When she reached the crossroads of despair and survival more than 16 years ago, she said, his spirit reached her, reminded her of her heritage and picked her back up.
Now, the Cherokee/Creek/Seminole artist wants to do the same for other native youths. And she is through the creation of the Legacy Cultural Learning Community, to be located on the border of Cherokee and Sequoyah counties in northeastern Oklahoma.
Tiger will sell 360 of her prints, each with an original touch, during the Red Earth 2001 Festival this weekend at the Myriad Convention Center.

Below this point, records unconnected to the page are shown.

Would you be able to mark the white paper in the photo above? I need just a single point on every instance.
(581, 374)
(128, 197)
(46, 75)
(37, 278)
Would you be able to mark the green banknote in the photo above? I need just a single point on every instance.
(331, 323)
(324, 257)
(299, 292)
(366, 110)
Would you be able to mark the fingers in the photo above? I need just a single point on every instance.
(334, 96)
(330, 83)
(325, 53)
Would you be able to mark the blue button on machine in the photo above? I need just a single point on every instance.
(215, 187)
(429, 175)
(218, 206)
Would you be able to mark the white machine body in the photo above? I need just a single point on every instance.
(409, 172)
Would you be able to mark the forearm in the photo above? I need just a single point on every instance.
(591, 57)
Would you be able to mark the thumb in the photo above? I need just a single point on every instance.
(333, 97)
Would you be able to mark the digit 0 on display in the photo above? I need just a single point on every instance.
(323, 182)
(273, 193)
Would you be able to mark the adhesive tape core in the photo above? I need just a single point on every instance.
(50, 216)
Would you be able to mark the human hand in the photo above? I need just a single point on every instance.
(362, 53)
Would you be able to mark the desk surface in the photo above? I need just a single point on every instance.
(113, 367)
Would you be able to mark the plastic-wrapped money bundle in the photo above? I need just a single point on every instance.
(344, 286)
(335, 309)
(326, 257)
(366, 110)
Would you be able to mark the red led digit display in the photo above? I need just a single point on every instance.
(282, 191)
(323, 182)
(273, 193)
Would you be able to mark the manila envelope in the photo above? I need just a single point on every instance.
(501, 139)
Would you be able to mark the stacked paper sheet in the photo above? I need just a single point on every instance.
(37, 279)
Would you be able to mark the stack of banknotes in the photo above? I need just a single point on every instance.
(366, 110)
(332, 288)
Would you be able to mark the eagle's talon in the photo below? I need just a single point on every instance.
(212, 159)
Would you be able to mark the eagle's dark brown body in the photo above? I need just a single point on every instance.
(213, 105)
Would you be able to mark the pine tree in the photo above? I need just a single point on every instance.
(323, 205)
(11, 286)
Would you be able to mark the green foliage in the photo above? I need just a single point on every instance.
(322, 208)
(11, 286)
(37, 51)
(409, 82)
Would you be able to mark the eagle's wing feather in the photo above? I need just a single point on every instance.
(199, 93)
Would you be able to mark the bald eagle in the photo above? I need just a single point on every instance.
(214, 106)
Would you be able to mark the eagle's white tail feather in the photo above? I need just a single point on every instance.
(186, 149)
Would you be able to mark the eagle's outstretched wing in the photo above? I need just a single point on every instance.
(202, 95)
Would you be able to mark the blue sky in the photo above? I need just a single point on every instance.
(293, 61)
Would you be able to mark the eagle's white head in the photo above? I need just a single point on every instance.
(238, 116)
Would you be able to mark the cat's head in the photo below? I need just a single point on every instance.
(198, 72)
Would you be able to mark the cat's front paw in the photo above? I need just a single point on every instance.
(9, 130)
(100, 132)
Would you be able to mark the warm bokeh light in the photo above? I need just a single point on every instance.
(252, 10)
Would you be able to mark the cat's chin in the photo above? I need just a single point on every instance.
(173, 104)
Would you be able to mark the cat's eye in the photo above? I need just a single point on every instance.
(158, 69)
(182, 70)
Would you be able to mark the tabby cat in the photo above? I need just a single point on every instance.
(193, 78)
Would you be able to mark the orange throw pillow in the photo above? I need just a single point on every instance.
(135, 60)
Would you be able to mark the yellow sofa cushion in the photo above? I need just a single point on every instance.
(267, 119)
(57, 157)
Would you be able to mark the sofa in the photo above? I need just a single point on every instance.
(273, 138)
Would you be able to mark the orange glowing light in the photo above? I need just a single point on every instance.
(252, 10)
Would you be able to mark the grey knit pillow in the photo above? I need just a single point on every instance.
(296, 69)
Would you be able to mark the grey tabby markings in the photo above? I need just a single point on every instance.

For the 15th year, Red Earth will host members from more than 150 American Indian nations from throughout North America. Organizers bill it as "America’s Largest Native American Cultural Festival."
It will feature more than 750 works of art by top American Indian painters, sculptors, jewelry makers and others in the art market; drum groups and dancers from Northern and Southern tribes; a youth art market and authentic American Indian cuisine.
Traditional and contemporary paintings, sculpture, jewelry, pottery, drawings, cultural items and attire will be showcased.
Through the sale of the prints, Tiger said, she hopes to pay for the land she has bought for the Legacy project. More donations have already been made for the construction of the buildings.
The community will have a Cherokee museum, cabins for lodging and a center where instructors will teach American Indian youths about their culture and their art.
"Next year, we’ll be teaching there. I can hardly believe that next year we’ll be helping them, helping them change their lives around," Tiger said in a telephone interview from her home studio near Keys, OK.
For Tiger, the cultural community is the perfect blend of art and activism — the two things to which she has committed her life.
"Daddy left me his legacy when he died. This is my chance to leave mine."
Jerome Tiger died of an accidental, self-inflicted gunshot wound to the head when his eldest daughter was only 5 years old.
But now, at 39, Tiger still remembers her father as a "magnetic, charismatic man."